A pesar de su exigente trabajo militar, que le obligaba a comportarse de forma clandestina, se ofreció como voluntario para numerosas funciones sociales, trabajando con los jóvenes de su pueblo de Hurfeish y otras comunidades.

Teniente Coronel Mahmoud Kehir el-Din.
(Cortesía)

Mahmoud alimentó su sueño de trabajar en la educación luego de dejar las FDI porque veía allí una forma de progreso para el sector druso en Israel.

«Los ciudadanos drusos no son mercenarios al servicio del Estado, ni nosotros visitantes. Somos ciudadanos orgullosos que aman a Israel, están arraigados y identificados con nuestra nación»

Sheikh Muafak Tariff, líder de la comunidad drusa en Israel

Después de que se publicara su foto y se revelaran sus acciones heroicas, el discurso sobre la Ley del Estado-Nación y sus fallos para garantizar la igualdad de la ciudadanía drusa, volvió al dominio público.

Ya en 2014 advertí a funcionarios electos que no debían promover una ley que ignora la Declaración de Independencia, que aboga por la igualdad de todos los ciudadanos del Estado y que es ofensiva para la comunidad drusa.

En los días previos a la votación en la Knesset, recuerdo, volví a apelar a los legisladores para que se detuvieran y reevaluaran el proyecto. Por desgracia, no me escucharon y no previeron el alcance de las protestas de la comunidad.

Permítanme decirlo claramente: exigimos que se modifique el proyecto de ley. No por nuestras protestas ni por nuestro alistamiento masivo en las fuerzas de seguridad israelíes. Exigimos una enmienda porque somos residentes nacidos y criados en Israel.

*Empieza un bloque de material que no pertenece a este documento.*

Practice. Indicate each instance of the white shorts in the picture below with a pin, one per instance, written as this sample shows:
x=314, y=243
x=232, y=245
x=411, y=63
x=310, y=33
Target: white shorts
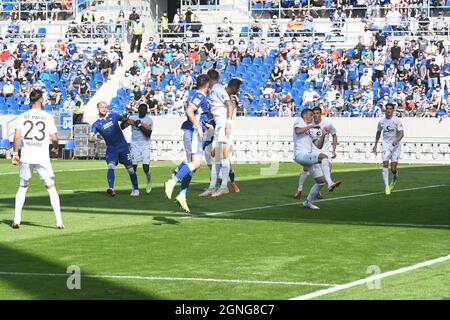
x=315, y=170
x=140, y=153
x=44, y=171
x=307, y=158
x=220, y=135
x=390, y=152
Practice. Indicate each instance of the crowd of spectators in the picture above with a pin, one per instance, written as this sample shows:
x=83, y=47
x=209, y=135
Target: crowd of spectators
x=67, y=74
x=48, y=10
x=414, y=73
x=351, y=8
x=184, y=23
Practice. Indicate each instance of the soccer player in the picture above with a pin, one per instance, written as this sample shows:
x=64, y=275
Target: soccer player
x=223, y=111
x=35, y=127
x=393, y=133
x=307, y=155
x=194, y=141
x=210, y=153
x=141, y=133
x=329, y=148
x=117, y=151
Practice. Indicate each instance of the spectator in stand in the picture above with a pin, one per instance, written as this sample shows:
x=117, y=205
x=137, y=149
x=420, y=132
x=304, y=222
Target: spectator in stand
x=274, y=29
x=440, y=27
x=119, y=26
x=393, y=17
x=225, y=29
x=310, y=97
x=133, y=16
x=423, y=24
x=196, y=28
x=88, y=16
x=105, y=67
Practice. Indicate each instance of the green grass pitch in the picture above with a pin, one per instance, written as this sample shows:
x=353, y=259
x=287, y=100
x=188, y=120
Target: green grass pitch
x=259, y=244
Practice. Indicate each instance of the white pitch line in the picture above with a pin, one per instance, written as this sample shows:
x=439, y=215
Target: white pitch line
x=106, y=276
x=67, y=170
x=371, y=279
x=322, y=200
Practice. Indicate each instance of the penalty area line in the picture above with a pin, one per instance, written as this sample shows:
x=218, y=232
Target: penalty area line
x=121, y=277
x=380, y=276
x=322, y=200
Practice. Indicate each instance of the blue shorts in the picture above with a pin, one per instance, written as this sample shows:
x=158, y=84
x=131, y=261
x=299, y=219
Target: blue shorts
x=117, y=156
x=192, y=143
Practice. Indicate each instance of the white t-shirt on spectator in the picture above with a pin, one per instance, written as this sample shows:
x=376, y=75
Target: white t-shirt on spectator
x=393, y=17
x=367, y=38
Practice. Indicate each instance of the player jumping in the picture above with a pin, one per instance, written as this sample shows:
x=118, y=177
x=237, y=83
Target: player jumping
x=194, y=141
x=307, y=155
x=141, y=133
x=393, y=133
x=328, y=147
x=223, y=111
x=35, y=127
x=117, y=151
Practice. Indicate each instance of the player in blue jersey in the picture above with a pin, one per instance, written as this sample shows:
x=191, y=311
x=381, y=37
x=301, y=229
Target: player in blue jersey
x=141, y=133
x=117, y=151
x=194, y=141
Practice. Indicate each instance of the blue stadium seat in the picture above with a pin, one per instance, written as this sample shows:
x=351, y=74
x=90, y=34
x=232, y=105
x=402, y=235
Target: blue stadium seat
x=5, y=144
x=41, y=33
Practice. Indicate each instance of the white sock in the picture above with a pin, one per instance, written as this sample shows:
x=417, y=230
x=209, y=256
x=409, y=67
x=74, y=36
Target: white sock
x=315, y=189
x=54, y=200
x=385, y=173
x=20, y=200
x=214, y=172
x=226, y=165
x=301, y=180
x=325, y=165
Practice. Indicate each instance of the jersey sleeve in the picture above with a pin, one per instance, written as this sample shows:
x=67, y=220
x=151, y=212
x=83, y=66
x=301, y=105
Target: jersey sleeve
x=117, y=117
x=224, y=95
x=51, y=126
x=19, y=122
x=195, y=102
x=331, y=128
x=379, y=127
x=299, y=123
x=399, y=125
x=94, y=128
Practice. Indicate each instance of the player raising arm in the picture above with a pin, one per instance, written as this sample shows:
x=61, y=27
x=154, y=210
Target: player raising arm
x=326, y=146
x=392, y=130
x=35, y=127
x=141, y=132
x=117, y=151
x=223, y=112
x=194, y=141
x=307, y=154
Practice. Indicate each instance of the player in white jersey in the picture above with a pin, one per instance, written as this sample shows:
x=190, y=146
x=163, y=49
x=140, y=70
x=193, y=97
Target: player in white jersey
x=141, y=131
x=393, y=133
x=223, y=111
x=328, y=147
x=35, y=127
x=308, y=155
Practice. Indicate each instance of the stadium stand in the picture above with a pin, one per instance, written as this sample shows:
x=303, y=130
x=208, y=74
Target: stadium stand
x=380, y=60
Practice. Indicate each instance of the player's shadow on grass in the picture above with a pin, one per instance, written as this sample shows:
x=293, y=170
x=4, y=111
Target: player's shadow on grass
x=54, y=287
x=164, y=220
x=26, y=223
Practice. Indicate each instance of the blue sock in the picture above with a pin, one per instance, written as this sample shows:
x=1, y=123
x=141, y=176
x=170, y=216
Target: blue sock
x=133, y=178
x=182, y=172
x=185, y=184
x=231, y=175
x=111, y=177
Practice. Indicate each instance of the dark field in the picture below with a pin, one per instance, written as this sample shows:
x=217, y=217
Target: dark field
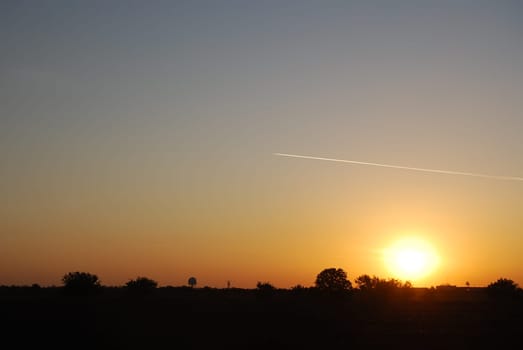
x=181, y=318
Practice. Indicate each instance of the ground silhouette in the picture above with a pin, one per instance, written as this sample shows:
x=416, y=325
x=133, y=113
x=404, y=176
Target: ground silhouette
x=449, y=317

Los ciudadanos drusos no son mercenarios al servicio del Estado, ni nosotros visitantes. Somos ciudadanos orgullosos que aman a Israel, están arraigados y identificados con nuestra nación.

Los drusos protestan contra la Ley del Estado-Nación en 2018.
(Zohar Shahar)

«Mientras nuestros hijos luchan al servicio de la patria, también deben luchar en los tribunales por el derecho a construir sus hogares y vivir con honor»

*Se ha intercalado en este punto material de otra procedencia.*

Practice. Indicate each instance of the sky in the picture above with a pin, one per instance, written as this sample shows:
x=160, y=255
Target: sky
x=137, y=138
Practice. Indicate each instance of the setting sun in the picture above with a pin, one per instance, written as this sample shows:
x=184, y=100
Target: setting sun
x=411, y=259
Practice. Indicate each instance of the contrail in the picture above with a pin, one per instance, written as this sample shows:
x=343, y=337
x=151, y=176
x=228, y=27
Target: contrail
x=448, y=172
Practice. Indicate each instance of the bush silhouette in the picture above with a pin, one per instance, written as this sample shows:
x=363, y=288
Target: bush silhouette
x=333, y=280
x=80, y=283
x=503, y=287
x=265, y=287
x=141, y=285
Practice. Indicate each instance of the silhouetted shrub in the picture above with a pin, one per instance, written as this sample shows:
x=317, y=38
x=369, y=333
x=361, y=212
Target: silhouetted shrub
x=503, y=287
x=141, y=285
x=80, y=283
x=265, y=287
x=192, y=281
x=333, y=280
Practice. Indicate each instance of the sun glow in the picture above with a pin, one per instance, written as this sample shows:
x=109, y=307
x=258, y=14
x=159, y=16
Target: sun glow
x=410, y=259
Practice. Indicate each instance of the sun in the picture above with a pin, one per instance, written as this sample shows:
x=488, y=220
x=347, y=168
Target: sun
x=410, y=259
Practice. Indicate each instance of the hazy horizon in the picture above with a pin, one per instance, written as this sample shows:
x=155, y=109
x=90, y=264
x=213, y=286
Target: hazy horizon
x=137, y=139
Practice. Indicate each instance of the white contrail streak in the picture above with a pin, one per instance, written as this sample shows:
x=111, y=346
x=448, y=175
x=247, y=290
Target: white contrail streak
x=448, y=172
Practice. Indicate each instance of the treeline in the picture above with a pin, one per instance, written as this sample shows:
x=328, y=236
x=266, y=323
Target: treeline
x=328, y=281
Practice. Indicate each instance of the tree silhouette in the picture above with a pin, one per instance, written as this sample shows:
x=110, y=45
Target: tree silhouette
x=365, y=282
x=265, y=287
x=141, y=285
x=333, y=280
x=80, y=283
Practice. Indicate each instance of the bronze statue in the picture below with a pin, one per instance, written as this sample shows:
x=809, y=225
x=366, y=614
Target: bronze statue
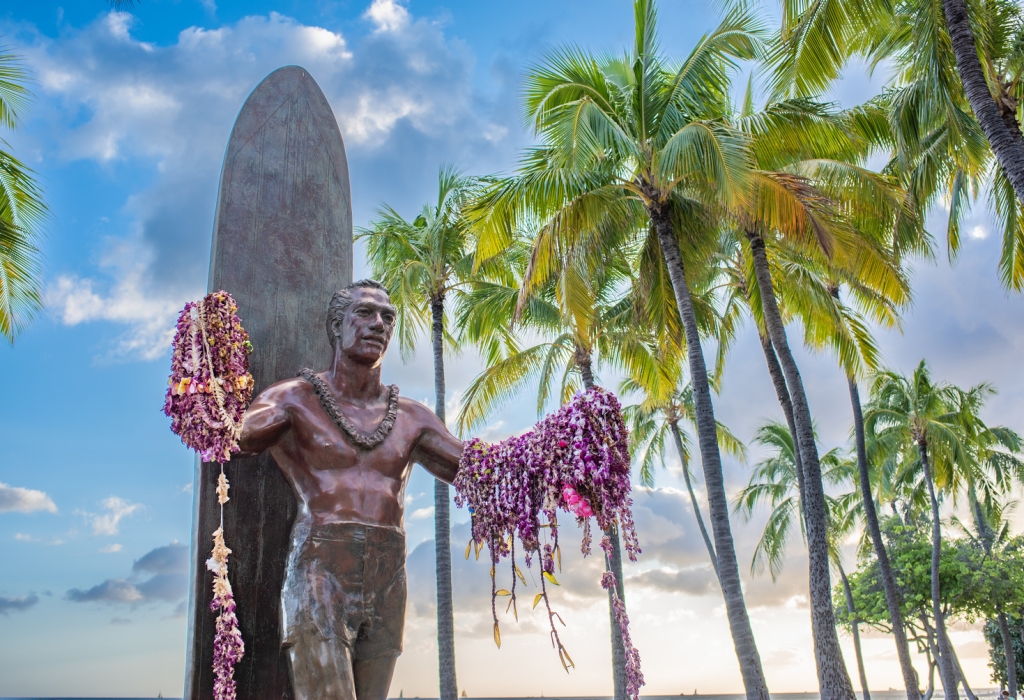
x=346, y=444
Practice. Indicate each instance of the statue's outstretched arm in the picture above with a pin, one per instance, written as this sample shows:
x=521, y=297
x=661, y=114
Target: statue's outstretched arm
x=265, y=422
x=438, y=450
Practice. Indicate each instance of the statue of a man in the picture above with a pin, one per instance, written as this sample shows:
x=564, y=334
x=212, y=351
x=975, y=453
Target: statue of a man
x=347, y=443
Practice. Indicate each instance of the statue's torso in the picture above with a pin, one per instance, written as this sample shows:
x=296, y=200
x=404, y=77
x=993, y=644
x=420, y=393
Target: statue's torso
x=334, y=480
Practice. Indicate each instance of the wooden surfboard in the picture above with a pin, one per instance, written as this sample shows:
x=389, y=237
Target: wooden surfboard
x=282, y=247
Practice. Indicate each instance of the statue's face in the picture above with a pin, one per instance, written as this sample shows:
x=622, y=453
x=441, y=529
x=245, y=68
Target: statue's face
x=367, y=326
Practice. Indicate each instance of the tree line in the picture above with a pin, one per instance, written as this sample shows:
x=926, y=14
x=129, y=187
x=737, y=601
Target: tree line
x=664, y=207
x=656, y=214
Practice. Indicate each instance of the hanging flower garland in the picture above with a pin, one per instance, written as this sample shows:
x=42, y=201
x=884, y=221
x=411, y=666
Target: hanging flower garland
x=208, y=392
x=576, y=460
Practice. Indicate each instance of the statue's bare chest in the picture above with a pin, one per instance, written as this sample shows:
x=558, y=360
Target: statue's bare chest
x=326, y=446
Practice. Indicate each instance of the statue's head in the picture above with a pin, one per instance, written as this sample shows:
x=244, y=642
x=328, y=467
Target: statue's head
x=360, y=319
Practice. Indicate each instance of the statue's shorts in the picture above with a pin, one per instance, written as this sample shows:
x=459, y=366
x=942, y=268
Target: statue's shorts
x=346, y=583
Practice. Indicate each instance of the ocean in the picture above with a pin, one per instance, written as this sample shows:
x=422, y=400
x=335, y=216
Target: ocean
x=891, y=694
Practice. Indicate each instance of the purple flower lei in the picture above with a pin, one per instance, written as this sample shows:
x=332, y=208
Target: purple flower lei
x=576, y=460
x=207, y=395
x=210, y=386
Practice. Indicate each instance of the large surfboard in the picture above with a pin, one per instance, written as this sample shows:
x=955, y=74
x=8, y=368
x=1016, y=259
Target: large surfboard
x=282, y=246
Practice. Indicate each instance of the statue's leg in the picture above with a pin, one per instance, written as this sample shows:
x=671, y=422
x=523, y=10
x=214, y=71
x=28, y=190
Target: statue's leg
x=322, y=669
x=373, y=677
x=379, y=641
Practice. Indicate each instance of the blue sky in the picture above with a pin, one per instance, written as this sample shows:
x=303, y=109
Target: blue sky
x=127, y=133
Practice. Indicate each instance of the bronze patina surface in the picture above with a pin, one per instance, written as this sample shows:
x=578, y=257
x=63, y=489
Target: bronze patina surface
x=344, y=597
x=282, y=247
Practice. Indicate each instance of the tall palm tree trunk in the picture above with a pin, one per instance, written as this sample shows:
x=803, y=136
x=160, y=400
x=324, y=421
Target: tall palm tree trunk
x=910, y=680
x=987, y=536
x=1008, y=649
x=856, y=632
x=962, y=676
x=778, y=381
x=711, y=458
x=442, y=525
x=584, y=362
x=947, y=670
x=1001, y=130
x=693, y=497
x=834, y=681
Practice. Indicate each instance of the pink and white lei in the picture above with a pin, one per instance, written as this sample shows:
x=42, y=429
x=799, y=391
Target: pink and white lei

Sheikh Muafak Tariff, líder de la comunidad drusa en Israel

Somos parte integrante del Estado desde su creación, hace 74 años. Los líderes drusos forjaron una alianza con el pueblo judío para hacer realidad su visión nacional, y lucharon junto a ellos por la independencia de Israel.

Los ciudadanos drusos creían en los principios básicos sobre los que se estableció Israel, en los valores de su visionario, Theodor Herzl, que veía una nación desarrollada en colaboración con su población autóctona.

La comunidad drusa, junto con el pueblo judío, celebró la fundación de Israel sobre la base de la Declaración de Independencia, y respondió llamamientos de sus fundadores para participar en la construcción de su futuro basado en la plena igualdad. Nuestra asociación se formó sobre esos principios.

La sangre de los soldados drusos caídos se mezcló con la de sus hermanos judíos, al ser absorbida por nuestra tierra para cumplir nuestro sueño de una nación próspera y fuerte, que proporcione igualdad a todos.

A pesar de todo eso, la comunidad drusa sufrió durante mucho tiempo el abandono, la falta de financiación y la discriminación.

Mientras nuestros hijos luchan al servicio de la patria, también deben luchar en los tribunales por el derecho a construir sus hogares y vivir con honor.

Un cementerio militar druso en el Día de la Memoria.
(George Ginzburg)

¿Cómo es posible que este país, por el que luchamos y ayudamos a construir, nos vea como menos que iguales a nuestros hermanos judíos?

La realidad es que la Ley del Estado-Nación nos despoja de nuestro sentido de pertenencia a Israel.

Siempre me conmueve el apoyo y la afinidad dirigidos a la comunidad drusa desde otros sectores de la sociedad israelí.

A menudo nos abrazan los oficiales militares de Israel, figuras públicas, los intelectuales y el público en general, que comparten nuestra petición de igualdad de derechos. Exhiben la belleza del país que todos amamos y por el que estamos dispuestos a morir.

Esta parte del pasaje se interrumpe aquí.